Per un’illustrazione de L’Espresso hai citato il dipinto “Tre donne” di Umberto Boccioni. Quali sono i tuoi riferimenti artistici? Quali classici e quali contemporanei?
È vero, abbiamo parlato di quel meraviglioso dipinto come riferimento visuale per un’illustrazione concepita insieme che aveva donne di diverse età ed in diverse posizioni. Avevo da poco avuto occasione di ammirarlo alle Gallerie d’Italia. I riferimenti per me sono gli artisti dei movimenti nati all’inizio del Novecento in Europa e che hanno poi attraversato tutto il secolo scorso. Il luogo più interessante è la casa di Peggy Guggenheim a Venezia, un monumento alla storia dell’arte del Novecento nella città più bella del mondo. Ci sono andata per la prima volta da ragazzina con la mia mamma e non ricordo di aver mai più provato un’emozione simile per un luogo.
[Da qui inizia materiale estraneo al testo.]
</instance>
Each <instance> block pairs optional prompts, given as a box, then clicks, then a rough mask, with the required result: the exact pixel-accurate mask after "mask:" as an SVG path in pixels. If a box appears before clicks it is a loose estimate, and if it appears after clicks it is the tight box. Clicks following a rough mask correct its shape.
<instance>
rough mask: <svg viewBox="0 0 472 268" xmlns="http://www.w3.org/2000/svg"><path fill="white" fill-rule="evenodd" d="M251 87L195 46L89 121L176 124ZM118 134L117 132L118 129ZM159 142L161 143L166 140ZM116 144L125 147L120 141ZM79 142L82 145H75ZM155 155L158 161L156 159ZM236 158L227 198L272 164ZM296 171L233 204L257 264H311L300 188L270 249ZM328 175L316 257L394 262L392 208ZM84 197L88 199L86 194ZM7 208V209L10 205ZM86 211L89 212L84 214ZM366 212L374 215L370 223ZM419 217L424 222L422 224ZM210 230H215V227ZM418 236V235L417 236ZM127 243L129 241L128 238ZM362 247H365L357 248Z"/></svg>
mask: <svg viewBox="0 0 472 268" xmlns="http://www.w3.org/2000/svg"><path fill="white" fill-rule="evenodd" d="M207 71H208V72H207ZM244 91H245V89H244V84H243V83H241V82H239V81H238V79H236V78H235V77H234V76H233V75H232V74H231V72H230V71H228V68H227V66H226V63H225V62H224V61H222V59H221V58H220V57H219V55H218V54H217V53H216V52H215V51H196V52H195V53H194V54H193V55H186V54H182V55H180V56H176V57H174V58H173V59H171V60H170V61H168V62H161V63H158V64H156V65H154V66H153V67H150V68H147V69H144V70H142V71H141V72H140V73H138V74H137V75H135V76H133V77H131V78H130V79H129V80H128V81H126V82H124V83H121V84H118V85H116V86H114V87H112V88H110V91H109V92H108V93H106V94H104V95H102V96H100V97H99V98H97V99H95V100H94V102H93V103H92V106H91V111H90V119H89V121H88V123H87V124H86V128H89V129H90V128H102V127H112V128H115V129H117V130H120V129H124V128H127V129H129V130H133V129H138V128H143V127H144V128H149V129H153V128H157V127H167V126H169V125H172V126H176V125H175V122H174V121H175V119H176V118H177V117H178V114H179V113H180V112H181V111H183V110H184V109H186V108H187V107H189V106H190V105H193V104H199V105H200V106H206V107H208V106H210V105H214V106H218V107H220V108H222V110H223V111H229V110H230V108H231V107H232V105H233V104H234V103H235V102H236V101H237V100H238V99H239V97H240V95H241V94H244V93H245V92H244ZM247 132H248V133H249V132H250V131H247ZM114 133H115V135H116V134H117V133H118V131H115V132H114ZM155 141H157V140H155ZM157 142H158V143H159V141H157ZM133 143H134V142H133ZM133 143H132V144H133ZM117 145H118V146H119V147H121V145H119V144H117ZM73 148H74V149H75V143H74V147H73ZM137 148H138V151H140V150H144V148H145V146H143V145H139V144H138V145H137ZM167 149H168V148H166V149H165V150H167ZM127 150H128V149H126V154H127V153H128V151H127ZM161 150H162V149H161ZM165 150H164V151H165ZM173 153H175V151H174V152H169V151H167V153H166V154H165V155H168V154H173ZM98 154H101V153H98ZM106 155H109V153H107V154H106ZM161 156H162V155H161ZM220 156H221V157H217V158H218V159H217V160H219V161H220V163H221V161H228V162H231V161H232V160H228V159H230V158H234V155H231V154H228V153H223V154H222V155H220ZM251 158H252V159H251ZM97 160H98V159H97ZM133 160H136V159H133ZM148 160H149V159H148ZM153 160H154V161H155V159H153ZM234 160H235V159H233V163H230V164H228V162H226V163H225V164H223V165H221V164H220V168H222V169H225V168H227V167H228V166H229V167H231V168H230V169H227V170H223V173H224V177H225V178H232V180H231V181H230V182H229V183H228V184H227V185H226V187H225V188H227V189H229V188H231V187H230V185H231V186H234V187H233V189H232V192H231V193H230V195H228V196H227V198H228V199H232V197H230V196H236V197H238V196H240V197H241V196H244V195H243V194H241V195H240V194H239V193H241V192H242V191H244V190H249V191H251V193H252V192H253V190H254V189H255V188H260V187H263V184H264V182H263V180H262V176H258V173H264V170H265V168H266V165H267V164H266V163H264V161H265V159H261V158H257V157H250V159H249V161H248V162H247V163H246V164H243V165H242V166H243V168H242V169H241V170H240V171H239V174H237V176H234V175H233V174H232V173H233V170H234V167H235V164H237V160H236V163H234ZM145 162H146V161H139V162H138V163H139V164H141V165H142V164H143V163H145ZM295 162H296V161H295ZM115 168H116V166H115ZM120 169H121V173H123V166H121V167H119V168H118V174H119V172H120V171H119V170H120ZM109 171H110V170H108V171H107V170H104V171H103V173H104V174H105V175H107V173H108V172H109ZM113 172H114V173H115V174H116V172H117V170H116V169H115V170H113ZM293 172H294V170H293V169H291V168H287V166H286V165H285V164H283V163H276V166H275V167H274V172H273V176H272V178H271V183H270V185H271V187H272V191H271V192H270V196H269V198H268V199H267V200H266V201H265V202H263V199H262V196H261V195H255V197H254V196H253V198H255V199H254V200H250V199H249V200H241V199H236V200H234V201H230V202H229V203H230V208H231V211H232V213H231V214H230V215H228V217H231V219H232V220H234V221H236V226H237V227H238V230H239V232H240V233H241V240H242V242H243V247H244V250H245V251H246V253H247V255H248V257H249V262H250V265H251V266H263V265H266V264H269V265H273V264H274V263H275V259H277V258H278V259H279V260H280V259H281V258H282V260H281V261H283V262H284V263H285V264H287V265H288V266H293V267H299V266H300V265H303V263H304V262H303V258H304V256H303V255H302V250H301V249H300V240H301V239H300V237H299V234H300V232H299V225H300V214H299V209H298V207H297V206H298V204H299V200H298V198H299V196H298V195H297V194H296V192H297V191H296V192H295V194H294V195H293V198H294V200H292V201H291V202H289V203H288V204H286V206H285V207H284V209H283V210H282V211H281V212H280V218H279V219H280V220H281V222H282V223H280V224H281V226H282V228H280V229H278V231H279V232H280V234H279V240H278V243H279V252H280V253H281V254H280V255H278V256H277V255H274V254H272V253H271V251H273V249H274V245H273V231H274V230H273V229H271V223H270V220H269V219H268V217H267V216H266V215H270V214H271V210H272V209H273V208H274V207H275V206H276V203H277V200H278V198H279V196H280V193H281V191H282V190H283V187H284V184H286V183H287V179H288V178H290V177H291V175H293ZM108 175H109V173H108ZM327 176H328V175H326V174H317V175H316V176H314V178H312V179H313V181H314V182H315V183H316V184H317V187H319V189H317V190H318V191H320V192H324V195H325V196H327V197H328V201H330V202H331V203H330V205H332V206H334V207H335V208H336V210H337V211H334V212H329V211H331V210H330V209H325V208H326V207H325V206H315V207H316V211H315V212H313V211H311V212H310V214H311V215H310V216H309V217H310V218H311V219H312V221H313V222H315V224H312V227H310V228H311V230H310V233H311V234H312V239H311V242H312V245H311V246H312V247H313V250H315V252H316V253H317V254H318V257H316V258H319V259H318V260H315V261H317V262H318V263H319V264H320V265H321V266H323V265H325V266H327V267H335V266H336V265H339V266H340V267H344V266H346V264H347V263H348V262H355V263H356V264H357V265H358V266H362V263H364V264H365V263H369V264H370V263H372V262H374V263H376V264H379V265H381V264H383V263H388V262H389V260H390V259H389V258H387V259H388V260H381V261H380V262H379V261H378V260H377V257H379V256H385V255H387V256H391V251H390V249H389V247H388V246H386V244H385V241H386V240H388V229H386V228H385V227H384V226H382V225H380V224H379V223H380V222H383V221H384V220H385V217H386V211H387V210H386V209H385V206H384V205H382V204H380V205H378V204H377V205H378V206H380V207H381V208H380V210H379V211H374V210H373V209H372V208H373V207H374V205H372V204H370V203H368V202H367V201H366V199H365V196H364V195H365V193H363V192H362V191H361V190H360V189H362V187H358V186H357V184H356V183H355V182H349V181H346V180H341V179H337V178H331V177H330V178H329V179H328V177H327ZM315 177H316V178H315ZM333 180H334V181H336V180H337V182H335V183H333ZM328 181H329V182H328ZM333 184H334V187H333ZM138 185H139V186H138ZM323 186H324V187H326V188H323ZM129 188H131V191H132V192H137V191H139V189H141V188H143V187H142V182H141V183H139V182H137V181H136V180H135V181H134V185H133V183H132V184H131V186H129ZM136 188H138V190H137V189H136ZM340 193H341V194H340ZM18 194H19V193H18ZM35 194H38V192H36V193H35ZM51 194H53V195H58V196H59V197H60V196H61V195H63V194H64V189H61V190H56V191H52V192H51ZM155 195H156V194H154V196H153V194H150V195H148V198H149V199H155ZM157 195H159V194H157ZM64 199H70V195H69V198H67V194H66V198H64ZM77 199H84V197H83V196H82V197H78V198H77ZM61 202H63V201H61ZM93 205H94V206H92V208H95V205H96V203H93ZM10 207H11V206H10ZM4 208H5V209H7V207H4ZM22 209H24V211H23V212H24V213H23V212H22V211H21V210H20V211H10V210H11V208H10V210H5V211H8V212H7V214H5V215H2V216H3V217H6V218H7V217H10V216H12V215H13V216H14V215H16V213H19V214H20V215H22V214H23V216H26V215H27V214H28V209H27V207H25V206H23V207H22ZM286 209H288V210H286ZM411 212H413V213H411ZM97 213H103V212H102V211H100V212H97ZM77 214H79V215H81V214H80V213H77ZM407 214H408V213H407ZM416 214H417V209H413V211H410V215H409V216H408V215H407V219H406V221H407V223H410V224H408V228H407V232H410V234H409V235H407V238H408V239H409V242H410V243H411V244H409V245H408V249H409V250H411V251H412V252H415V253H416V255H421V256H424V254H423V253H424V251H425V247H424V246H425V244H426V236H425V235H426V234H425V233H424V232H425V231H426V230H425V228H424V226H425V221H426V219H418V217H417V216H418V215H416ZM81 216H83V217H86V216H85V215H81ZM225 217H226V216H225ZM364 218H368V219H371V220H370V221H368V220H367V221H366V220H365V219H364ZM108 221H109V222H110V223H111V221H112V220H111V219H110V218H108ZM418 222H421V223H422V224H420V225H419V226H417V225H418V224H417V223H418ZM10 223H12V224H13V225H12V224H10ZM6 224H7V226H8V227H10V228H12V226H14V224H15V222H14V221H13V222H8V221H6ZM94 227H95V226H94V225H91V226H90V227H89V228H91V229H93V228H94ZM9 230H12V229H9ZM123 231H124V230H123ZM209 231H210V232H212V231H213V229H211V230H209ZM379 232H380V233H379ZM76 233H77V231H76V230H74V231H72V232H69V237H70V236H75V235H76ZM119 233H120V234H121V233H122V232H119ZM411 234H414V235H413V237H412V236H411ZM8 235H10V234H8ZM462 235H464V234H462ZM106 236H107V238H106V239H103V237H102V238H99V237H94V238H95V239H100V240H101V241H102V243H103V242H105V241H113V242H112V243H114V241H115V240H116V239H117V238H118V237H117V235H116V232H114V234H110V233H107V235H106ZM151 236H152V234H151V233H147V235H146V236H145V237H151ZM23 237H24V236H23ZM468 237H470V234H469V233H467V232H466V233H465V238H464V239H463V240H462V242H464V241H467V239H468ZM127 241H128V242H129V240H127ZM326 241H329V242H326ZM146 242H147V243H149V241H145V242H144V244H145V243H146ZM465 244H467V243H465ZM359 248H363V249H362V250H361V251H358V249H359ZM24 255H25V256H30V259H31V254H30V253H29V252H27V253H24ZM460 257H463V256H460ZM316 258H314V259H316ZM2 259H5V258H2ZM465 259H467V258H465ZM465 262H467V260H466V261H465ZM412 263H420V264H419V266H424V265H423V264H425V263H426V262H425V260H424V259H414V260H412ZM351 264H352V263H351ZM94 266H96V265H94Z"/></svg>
Era, come è, surreale. Penso, comunque, che l’ispirazione venga in generale da tutto ciò che ci circonda: amo moltissimo la letteratura. Ivan Canu, il direttore della scuola che ho frequentato e illustratore di riferimento per l’Espresso, ci ha parlato di quanto finisca tutto dentro il nostro lavoro di illustratori: arte, teatro, letteratura, cinema. Spesso mi ritrovo ad ascoltare libri narrati mentre disegno. Gli autori: Eva Cantarella, che è stata mia insegnante all’università, Natalia Ginzburg, Elsa Morante, la prima Oriana Fallaci, Emmanuel Carrère, persino i Promessi Sposi (divertentissimo)! Ho comunque dei punti fermi, che non c’entrano nulla l’uno con l’altro: l’antica Grecia per le inesauribili storie e per il ragionamento, i romani per la legge, l’Italia di Giotto e Dante (benché la mia ignoranza in tema sia sconfinata), mi piacciono le lingue straniere, in particolare il francese (anche se non sono per niente portata). Amo guardarmi intorno nei viaggi (ho viaggiato tantissimo, quando ancora si poteva) e i film di Woody Allen, altro pilastro del mio confuso e variopinto edificio mentale. Quanto ai pittori, non sono granché originale: ho una venerazione per Pablo Picasso (altro motivo per il quale adoro lavorare vicino alla ceramica). Guernica è per me l’opera più importante di quel secolo, ed in assoluto. Amo Frida Kahlo e Jean-Michel Basquiat per aver raccontato la crudeltà che subiscono i diversi, così come Henri de Toulouse Lautrec, Schiele, il commovente Van Gogh, Chagall e Modigliani. Tra gli artisti contemporanei, ammiro profondamente il lavoro di David Hockney e di Louise Bourgeois.